For clarity, what I'm doing is trying to see if a particular user has made an entry within the last 5 seconds, down to the fractional second. If he has, then rows.length > 0 will be true when rows returns on the server side. If in fact rows.length IS greater than zero, I set my proceedToUpdateUsersLocation variable to false. I hope that's a clear explanation. I'm trying to prevent multiple entries by checking that there were no duplicates in the table from within the past X seconds.

Mihado
  • 1,487
  • 3
  • 17
  • 30
  • Because I want all of the duplicate entries from the table, so I use select – Mihado Mar 06 '16 at 14:40
  • Ok - but first you talked about preventing duplicates. A select isn't going to cause duplicates – Strawberry Mar 06 '16 at 15:31
  • Oh I see what you're missing. If I return rows.length > 0 on the server it means that I have duplicates, so I set a variable to false so it will not update the users location again. This logic is being done server side. Here I'm just seeing if there was a previous entry, and I check that by seeing what the connection.query returns. Does that make sense? – Mihado Mar 06 '16 at 15:47
  • Not really. What if 'the previous entry' occurs *while* you're checking? – Strawberry Mar 06 '16 at 16:00
  • That's why I check if the table has any entries from that particular user from within the last 5 seconds, it's just not catching the ones that happen within the same second. That's why in my code example they were all entered at the 57th second – Mihado Mar 06 '16 at 16:04
  • Checking first is unnecessary and counter-productive. I'll post an example... – Strawberry Mar 06 '16 at 16:08
  • Please do, and thank you. I hope I made some sense. If not, I posted an edit trying to explain the situation as clearly as possible. – Mihado Mar 06 '16 at 16:11
  • This one looks relevant: http://stackoverflow.com/questions/913841/mysql-conditional-insert – Oleg Komarov Mar 06 '16 at 20:54

2 Answers2

0

The solution was quite simple really, I just don't have the SQL skills necessary. What I did was subtract 4.999999 SECONDS_MICROSECONDS from curtime(6) using the DATE_SUB() function. Here's my final solution.

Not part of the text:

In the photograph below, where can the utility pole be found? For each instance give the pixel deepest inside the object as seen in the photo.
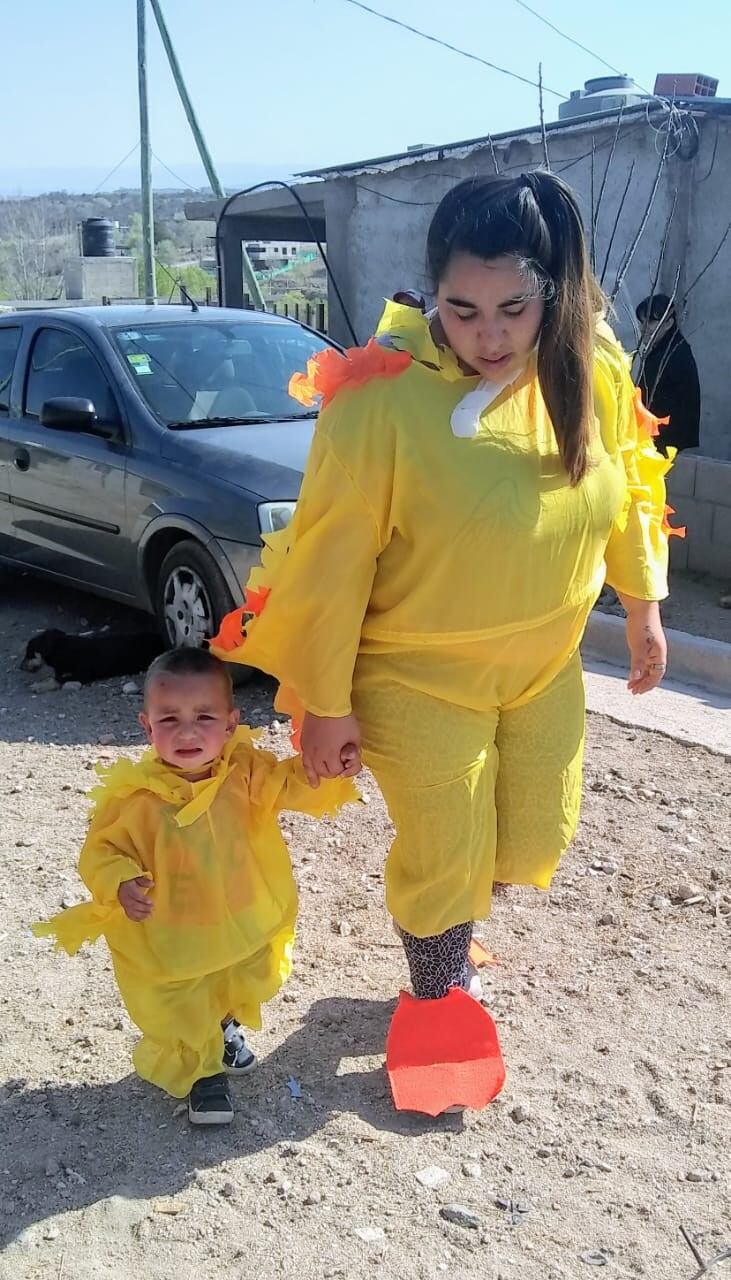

"SELECT * FROM checkins WHERE user_id = " + req.body.userID + " AND DATE_SUB(curtime(6), INTERVAL 4.999999 SECOND_MICROSECOND) < entered_at;"

Thank you all for your assistance, and I hope this will prove useful to someone.

Mihado
  • 1,487
  • 3
  • 17
  • 30
-1

I think that pretty much any soluiton that does the check outside of the same transaction that inserts the data is bound to fail due to a race condition (unless you implement some locking, which may be a bad idea, it depends).

So, one way to solve it is to make sure that the database itself prevents duplicates.

I propose to pick a canonical value that would represent all the timestamps that you would like to merge, let's call it canonical_timestamp and create a unique constraint UNIQUE (user_id, canonical_timestamp).

You can calculate canonical_timestamp before inserting your data as e.g. int(time()/5) or 5*int(time()/5) or in any other way that fits your purpose of deduplicating the records.

UPDATE

Strictly speaking, this solution doesn't completely solve the problem when we receive two events close to the border:

ts = 5 -> canonical_ts = 1
ts = 6 -> canonical_ts = 2
Oleg Komarov
  • 370
  • 1
  • 9